Code It — Make It Move
By the end of today, you will…
- Write your first program using block code in the LEGO SPIKE app
- Make the motor spin forward, stop, and reverse
- Use a loop to repeat an action without copying blocks
- Each role contributes to making the robot move
Materials for Week 5
- SPIKE Essential kit with hub + motor + sensor connected
- Chromebooks with SPIKE app open (education.lego.com)
- Cable to connect hub
- Engineering notebooks
How block code works
Block coding is like giving step-by-step instructions to a robot. Each block is one instruction. The robot follows them top to bottom, in order. This is called a sequence.
3 things to know before you start
- Blocks snap together — if they won't connect, they're not compatible
- Run your program before making changes — the behavior may be different from what you expected, and observing it first helps narrow down what to adjust
- Change ONE thing at a time when testing — that way you know what caused the change
Activity: Put the sequence in order
Click the blocks in the correct order — 1st, 2nd, 3rd… Then press Check to see if you're right.
Teacher notes ▾
The quiz is meant to be done as a class on screen before students open the SPIKE app. Walk through Q1 together. Let students debate Q5 — there's a real-world reason you stop before reversing (it protects the motor).

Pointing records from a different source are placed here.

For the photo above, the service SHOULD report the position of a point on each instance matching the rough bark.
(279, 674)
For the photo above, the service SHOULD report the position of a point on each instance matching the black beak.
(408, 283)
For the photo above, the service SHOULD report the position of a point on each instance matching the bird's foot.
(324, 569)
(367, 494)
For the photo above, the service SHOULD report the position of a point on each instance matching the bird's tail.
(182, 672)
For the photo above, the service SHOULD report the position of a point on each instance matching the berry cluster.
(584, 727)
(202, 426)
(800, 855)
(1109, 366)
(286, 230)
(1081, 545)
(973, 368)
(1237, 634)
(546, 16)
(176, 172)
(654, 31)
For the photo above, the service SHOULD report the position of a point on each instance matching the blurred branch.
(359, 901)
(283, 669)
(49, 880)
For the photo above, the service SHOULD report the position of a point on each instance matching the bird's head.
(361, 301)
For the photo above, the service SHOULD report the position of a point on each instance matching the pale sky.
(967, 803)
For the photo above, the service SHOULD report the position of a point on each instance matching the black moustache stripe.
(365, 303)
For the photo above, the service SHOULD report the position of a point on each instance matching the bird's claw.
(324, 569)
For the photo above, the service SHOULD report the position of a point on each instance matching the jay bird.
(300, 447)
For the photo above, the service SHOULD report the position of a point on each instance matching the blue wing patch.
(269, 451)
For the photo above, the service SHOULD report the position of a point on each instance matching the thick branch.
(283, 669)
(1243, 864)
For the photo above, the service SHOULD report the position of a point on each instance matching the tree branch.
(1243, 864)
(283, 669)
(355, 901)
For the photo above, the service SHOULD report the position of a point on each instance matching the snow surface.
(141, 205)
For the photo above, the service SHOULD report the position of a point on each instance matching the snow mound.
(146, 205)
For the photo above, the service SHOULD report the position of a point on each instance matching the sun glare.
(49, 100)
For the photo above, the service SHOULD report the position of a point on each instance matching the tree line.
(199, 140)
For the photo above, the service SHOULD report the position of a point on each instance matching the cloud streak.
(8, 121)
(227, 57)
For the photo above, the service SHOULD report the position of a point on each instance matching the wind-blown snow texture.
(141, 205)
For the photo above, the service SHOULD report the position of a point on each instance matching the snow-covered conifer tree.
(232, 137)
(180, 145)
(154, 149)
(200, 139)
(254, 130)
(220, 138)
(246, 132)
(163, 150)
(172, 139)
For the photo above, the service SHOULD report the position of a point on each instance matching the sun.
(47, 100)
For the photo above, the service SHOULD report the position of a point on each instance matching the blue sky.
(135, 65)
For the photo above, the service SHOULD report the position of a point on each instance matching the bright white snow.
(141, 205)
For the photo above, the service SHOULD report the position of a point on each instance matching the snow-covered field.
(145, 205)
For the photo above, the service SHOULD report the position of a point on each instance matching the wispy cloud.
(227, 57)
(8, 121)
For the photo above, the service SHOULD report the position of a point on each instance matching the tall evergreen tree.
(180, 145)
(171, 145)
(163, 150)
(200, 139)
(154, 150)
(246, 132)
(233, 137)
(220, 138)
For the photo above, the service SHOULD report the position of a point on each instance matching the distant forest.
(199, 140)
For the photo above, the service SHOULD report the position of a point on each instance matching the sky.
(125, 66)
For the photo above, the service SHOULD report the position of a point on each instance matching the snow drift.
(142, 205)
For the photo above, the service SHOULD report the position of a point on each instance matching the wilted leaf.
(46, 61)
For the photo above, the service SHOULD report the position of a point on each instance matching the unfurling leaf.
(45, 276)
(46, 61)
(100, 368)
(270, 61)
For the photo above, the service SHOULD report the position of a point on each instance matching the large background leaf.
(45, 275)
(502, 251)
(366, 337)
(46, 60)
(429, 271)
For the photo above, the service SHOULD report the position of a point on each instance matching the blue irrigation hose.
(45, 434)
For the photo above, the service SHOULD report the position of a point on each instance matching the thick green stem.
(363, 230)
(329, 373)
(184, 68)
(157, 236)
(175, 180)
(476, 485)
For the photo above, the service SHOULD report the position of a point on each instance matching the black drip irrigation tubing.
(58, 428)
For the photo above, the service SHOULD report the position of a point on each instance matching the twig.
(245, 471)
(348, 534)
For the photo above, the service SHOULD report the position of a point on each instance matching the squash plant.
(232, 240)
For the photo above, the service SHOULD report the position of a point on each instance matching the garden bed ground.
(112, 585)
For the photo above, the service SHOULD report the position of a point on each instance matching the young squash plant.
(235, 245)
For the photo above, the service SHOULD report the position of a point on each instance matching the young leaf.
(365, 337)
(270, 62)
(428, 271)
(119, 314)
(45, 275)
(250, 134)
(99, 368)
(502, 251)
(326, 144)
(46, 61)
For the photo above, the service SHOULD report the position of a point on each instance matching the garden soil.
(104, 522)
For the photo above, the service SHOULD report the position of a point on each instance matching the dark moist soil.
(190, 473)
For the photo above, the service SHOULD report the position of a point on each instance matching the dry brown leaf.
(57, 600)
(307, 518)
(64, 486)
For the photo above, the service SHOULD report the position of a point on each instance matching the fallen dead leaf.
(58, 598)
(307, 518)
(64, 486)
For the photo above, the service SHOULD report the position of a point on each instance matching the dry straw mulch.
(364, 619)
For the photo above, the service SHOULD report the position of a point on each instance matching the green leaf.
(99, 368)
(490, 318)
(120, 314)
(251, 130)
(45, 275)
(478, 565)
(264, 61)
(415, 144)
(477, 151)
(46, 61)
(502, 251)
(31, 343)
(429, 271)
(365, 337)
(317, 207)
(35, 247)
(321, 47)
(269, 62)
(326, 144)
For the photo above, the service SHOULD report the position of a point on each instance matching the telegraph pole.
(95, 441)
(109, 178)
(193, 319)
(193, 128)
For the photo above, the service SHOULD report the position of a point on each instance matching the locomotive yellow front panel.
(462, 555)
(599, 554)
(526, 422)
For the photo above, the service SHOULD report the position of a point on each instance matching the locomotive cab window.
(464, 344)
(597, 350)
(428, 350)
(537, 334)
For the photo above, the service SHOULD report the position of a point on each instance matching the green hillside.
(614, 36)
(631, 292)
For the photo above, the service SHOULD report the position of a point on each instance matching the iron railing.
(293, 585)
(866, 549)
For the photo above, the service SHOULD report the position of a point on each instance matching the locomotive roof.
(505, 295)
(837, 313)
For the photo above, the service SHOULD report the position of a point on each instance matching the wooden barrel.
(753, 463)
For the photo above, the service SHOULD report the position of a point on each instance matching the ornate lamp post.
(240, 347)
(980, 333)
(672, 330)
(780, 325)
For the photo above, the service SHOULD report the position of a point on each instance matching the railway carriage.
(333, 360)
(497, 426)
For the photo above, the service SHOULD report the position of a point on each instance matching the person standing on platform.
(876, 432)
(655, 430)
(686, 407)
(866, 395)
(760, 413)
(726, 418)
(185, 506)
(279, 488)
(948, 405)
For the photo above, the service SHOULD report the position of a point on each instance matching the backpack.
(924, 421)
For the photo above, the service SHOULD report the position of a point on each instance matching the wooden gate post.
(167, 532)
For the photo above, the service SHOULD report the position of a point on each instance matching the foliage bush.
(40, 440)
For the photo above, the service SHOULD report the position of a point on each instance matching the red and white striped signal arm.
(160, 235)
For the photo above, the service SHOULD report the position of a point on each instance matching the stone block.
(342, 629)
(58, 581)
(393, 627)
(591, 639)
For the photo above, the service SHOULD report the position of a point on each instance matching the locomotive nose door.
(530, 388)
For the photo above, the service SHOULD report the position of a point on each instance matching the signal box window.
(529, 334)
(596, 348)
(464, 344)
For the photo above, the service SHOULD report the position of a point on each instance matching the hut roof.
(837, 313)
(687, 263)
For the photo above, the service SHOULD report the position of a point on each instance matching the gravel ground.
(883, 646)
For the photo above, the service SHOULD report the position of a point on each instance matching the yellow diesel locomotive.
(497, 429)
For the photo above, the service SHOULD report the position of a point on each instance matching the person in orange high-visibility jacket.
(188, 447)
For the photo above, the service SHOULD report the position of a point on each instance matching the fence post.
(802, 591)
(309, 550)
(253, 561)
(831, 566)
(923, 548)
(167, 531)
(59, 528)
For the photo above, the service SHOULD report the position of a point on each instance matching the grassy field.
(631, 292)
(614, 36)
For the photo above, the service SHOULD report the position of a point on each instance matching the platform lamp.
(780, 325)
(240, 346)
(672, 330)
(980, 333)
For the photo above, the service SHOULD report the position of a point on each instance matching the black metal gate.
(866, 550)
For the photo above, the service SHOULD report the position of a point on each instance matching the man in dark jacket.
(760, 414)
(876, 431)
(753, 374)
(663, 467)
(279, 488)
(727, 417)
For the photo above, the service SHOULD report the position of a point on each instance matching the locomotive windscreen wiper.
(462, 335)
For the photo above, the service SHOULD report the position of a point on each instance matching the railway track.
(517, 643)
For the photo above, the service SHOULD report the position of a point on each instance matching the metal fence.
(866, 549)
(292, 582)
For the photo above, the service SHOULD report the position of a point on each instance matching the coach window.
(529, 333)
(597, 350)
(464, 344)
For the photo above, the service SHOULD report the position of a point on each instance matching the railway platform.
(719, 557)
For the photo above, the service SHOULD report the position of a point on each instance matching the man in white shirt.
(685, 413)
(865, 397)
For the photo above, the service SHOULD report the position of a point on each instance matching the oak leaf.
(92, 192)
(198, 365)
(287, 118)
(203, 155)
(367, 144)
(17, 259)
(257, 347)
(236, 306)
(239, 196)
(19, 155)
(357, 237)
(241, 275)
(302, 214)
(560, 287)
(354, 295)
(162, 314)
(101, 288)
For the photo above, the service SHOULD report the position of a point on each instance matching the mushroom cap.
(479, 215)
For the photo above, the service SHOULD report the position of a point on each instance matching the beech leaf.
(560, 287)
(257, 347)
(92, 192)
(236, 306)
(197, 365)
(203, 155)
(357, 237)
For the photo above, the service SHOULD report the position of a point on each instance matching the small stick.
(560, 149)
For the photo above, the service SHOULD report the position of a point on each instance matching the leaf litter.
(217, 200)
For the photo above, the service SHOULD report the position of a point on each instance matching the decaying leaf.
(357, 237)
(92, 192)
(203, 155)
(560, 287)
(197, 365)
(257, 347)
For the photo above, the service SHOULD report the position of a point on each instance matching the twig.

This 5-minute discussion is worth more than 20 minutes of open coding time.
First programs
Technician leads coding. Operator handles the physical motor attachment. Driver plans what the movement should accomplish ("we need it to spin 2 rotations then stop"). Specialist documents each program version in the notebook.
Challenge 1
Open the LEGO SPIKE app (in Chrome at education.lego.com or the app). Connect the hub. Write a program that makes the motor spin forward for 2 seconds, then stop. Run it. Does it do what you expected?
Challenge 2
Now make it spin forward 2 seconds, stop, then spin backward 2 seconds. Run it. What happens if you remove the "stop" block between forward and backward?
Challenge 3 — loops
Make the motor do the forward-stop-backward sequence 3 times WITHOUT copying all the blocks. Use a loop block. How many total blocks do you need?
Challenge 4 — sensor
Add a touch sensor. The motor only starts when you press the sensor. What kind of block do you need? (Hint: it starts with "if")
Teacher notes ▾
The most common issue is the hub not connecting. Check that Bluetooth is on and the hub is turned on (press the center button). If the hub isn't found, try refreshing the page.
For Challenge 4, some teams will find the sensor block immediately; others won't. Rather than pointing to it, ask "what would you type into the search bar if you were looking for a block that waits for something to happen?"
Engineering notebook entry
Teacher notes ▾
The sketch-your-program prompt encourages students to think about their code structurally, which builds a deeper understanding of how the pieces connect.
This also supports debugging — having a visual reference makes it easier to spot where the logic may need adjustment.